Framework vs Custom?
| Approach | When to Use |
|---|---|
| Custom (no framework) | Simple agents, learning, full control |
| LangChain | Rapid prototyping, large tool ecosystem |
| CrewAI | Multi-agent workflows |
| Vercel AI SDK | TypeScript web applications |
| Semantic Kernel | .NET/C# applications |
Start custom. Build your first agent from scratch to understand the fundamentals. Use a framework for your second agent when you understand what the framework is abstracting.
Common Agent Patterns
Tool Selection Agent
Agent decides which tool to use based on the task. The most basic pattern.
Pipeline Agent
Agent executes steps in a fixed order: research → analyze → write → review. Each step uses different tools.
Supervisor Agent
One agent coordinates multiple sub-agents. Assigns tasks, collects results, synthesizes output. Used in CrewAI and multi-agent systems.
Reflection Agent
Agent generates output, then critiques its own output, then improves it. Produces higher quality results at the cost of more LLM calls.
Common Mistakes
- No error handling. Tools fail. APIs timeout. Files don't exist. Always handle errors gracefully and let the agent retry or adapt.

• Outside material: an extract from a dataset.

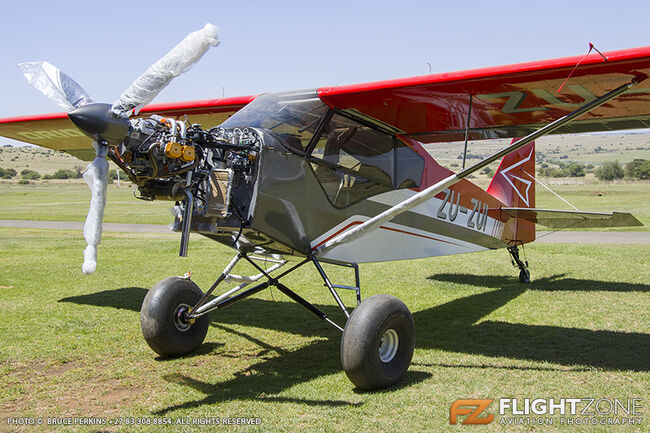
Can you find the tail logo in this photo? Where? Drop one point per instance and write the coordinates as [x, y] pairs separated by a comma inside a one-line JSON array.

- Infinite loops. Set a maximum number of steps (10-20). If the agent hasn't completed the task, stop and report what happened.
- Too many tools. Each tool adds complexity and confusion for the LLM. Start with 3-5 tools. Add more only when needed.
- No logging. Log every LLM call, tool execution, and decision. When something goes wrong, you need the trace.
- Overly broad goals. "Improve our marketing" is too vague. "Research 5 competitors' pricing pages and create a comparison table" is specific enough for an agent.
FAQ
How much does it cost to run an agent?
A typical agent task (10-20 LLM calls with tool use) costs $0.10-0.50 with Claude Sonnet. Complex tasks with many iterations: $1-5. Budget $50-200/month for moderate agent usage.
Can agents run unsupervised?
For low-risk tasks (research, file organization, data processing): yes, with proper guardrails. For high-risk tasks (sending emails, modifying production data, spending money): always require human approval.
Which language should I build agents in?
Python (most resources, LangChain ecosystem) or TypeScript (web integration, Vercel AI SDK). Both are well-supported by all LLM providers.
How do I debug agents?
Log everything. Print the LLM's reasoning at each step. Record tool inputs and outputs. When the agent goes wrong, read the trace to find where its reasoning diverged.
Can I build agents with local models?
Yes. Llama 3.1 70B handles tool use well. Smaller models (8B) struggle with complex multi-step reasoning. Use Ollama or vLLM to serve local models with an OpenAI-compatible API.
Bottom Line
Building an AI agent is simpler than it sounds. The core pattern — LLM decides, tool executes, loop until done — can be implemented in 50 lines of code.
Start here: Build a simple research agent (Level 1) using Claude's tool use API. Give it a web search tool and a note-saving tool. Have it research a topic and save findings. That's your first agent.
Scale from there: Add memory (Level 2), more tools (Level 3), and frameworks (Level 4) as your needs grow. The fundamentals don't change — everything is built on the same decide-act-observe loop.